The cinematographer also worked on films including Robert Altman’s McCabe & Mrs. Miller (1971), John Boorman’s Deliverance (1972), Martin Scorsese’s The Last Waltz (1978), and Woody Allen’s Melinda and Melinda (2004) and You Will Meet A Tall Dark Stranger (2010).

Michael Cimino

Michael Cimino Locarno

US director collects Locarno Film Festival’s Pardo d’onore

Michael Cimino, the Oscar-winning Hollywood writer-director best known for The Deer Hunter and Heaven’s Gate, died in early June aged 77.

Cimino started his career in television commercials and as a screenwriter, with credits including 1972 sci-fi tale Silent Running and 1973 Clint Eastwood crime thriller Magnum Force. He made his directing debut on 1974 Eastwood comedy drama Thuderbolt and Lightfoot, which he also wrote.

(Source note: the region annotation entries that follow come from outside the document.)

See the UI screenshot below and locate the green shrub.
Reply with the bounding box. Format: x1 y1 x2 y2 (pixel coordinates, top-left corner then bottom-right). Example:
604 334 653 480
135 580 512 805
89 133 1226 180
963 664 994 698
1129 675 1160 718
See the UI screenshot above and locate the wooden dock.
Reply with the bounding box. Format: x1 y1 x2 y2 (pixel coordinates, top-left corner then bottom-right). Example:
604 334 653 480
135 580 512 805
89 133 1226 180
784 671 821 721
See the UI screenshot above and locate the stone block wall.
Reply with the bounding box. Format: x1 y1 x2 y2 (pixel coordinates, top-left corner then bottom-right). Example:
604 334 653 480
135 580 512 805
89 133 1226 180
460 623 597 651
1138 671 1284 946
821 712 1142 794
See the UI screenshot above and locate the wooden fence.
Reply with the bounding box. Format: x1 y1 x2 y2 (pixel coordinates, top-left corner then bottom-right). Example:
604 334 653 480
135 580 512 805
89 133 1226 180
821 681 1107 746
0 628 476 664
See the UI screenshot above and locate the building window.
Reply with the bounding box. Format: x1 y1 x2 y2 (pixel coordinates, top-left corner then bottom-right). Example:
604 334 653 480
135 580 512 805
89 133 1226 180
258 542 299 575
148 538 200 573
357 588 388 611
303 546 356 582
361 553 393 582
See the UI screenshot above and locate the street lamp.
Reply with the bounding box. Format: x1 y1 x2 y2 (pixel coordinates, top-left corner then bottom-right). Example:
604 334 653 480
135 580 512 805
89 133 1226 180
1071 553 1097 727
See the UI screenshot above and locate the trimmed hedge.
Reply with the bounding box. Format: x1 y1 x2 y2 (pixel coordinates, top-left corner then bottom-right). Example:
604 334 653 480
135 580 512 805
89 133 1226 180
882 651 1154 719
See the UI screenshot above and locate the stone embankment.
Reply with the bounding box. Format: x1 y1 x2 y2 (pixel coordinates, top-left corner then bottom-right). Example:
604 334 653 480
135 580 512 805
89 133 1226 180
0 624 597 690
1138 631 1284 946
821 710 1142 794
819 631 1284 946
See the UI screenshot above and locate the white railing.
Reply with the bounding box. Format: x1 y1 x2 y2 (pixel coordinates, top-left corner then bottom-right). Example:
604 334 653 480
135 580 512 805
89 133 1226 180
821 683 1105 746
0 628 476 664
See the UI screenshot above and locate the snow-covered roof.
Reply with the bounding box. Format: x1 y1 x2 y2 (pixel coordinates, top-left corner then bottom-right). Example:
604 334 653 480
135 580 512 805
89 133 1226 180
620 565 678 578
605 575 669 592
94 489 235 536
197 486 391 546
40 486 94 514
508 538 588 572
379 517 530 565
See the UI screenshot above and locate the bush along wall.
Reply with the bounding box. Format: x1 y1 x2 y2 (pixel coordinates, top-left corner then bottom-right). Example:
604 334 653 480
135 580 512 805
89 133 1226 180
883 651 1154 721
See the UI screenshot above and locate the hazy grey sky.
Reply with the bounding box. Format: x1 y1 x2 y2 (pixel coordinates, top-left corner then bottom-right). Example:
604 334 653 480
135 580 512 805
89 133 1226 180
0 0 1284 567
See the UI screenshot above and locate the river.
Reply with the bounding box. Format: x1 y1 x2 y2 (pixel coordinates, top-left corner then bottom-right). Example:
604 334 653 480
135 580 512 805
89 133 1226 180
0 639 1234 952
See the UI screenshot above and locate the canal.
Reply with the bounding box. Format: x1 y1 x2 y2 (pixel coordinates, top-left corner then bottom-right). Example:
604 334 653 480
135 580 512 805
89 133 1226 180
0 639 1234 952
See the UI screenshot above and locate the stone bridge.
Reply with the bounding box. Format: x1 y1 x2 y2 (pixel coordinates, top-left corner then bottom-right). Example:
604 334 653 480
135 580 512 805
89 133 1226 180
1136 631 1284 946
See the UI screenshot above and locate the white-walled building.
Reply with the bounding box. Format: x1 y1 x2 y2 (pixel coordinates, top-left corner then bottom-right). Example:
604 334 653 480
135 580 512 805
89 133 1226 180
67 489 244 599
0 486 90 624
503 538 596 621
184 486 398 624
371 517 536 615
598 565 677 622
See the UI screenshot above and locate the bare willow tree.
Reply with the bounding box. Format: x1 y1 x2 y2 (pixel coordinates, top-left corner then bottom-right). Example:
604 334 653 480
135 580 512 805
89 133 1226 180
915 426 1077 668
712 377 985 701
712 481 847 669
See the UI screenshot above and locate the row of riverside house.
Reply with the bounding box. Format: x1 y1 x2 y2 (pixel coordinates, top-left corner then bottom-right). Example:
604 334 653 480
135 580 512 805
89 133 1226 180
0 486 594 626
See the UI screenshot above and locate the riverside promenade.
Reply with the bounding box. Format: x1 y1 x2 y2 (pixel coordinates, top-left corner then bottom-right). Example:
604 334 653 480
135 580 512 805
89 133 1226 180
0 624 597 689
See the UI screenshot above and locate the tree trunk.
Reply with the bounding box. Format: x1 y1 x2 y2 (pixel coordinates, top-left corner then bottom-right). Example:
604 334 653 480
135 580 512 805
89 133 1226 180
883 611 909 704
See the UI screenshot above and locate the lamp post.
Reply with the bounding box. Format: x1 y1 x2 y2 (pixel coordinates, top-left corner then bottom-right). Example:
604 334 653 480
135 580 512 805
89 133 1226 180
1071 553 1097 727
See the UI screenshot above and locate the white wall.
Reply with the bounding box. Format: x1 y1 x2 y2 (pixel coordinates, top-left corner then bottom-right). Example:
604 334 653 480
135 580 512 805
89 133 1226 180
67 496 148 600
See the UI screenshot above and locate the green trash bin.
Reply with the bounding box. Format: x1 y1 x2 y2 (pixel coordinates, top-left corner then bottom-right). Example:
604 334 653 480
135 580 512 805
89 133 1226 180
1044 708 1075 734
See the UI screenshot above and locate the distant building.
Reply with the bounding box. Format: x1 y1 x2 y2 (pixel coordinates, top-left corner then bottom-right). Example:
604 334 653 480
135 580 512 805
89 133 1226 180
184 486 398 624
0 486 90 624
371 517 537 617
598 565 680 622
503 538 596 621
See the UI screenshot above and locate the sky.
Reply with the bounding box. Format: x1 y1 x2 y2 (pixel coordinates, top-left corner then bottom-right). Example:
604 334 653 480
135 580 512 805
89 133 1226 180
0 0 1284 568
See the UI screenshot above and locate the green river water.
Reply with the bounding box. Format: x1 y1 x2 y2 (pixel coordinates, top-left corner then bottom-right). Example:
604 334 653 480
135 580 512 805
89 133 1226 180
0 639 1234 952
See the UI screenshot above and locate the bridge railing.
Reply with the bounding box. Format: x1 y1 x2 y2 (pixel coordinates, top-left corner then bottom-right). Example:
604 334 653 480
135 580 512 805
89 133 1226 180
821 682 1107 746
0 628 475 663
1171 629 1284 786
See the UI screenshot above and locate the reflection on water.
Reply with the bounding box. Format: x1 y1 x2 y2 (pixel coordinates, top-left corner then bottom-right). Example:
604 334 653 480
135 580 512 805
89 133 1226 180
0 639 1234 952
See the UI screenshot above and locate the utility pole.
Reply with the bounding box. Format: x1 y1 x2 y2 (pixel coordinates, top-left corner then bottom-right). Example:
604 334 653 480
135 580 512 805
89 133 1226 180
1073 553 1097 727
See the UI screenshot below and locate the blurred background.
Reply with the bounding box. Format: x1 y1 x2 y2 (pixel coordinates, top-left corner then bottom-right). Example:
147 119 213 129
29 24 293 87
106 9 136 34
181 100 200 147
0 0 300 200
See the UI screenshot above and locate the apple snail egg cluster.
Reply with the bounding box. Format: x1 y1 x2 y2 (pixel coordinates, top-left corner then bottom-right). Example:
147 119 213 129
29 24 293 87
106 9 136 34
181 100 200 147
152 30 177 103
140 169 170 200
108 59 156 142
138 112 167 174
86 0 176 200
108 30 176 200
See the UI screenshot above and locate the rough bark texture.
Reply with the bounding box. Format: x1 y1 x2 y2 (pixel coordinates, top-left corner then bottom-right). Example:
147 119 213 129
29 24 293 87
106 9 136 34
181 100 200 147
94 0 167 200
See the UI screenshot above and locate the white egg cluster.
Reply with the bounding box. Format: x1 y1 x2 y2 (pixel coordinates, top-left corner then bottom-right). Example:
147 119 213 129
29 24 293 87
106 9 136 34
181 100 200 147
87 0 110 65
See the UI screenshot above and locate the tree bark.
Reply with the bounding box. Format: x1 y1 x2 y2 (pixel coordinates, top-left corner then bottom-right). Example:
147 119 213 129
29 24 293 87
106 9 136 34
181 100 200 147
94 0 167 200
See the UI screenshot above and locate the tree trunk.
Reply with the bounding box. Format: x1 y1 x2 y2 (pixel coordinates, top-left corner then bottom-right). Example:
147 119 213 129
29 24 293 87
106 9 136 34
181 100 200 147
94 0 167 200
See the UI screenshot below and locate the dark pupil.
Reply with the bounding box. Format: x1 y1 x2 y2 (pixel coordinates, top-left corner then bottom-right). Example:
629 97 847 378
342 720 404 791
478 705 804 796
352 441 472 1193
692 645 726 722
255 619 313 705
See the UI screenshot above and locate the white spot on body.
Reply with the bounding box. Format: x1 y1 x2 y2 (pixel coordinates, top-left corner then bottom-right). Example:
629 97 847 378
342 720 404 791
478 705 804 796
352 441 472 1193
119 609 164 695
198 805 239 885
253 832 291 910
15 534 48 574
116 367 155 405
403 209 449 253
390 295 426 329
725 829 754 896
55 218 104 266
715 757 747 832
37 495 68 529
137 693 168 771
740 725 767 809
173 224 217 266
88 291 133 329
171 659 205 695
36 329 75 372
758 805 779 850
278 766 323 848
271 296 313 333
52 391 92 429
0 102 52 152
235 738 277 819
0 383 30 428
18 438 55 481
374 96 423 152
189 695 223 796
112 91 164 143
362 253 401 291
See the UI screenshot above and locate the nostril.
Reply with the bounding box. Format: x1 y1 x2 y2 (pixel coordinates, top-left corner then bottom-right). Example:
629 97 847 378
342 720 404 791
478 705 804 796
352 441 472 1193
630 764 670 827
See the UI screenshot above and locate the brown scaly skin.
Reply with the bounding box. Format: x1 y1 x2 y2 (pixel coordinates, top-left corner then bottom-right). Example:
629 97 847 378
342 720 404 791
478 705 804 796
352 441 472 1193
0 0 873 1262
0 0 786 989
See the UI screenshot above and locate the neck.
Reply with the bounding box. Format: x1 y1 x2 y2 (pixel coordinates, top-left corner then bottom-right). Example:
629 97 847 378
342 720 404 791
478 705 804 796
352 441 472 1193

He rose to prominence as director of 1978 Vietnam war story The Deer Hunter, on which he also got a story credit. The film won five Oscars, including best picture and best director for Cimino himself.

Two years later, however, Cimino’s reputation took a hit when Heaven’s Gate, which he wrote and directed, ran over schedule and over budget (as chronicled in the 1985 book Final Cut). Though it was selected for the competition at the 1981 Cannes Film Festival, the epic western turned out to be a critical and commercial flop.

During the eighties and nineties Cimino made only a handful of films, among them Year of the Dragon and Desperate Hours. His most recent credit was as director of a segment of 2007 portmanteau film To Each His Own Cinema (Chacun son cinema).

In 2012, Cimino won the Venice film festival’s Persol Award.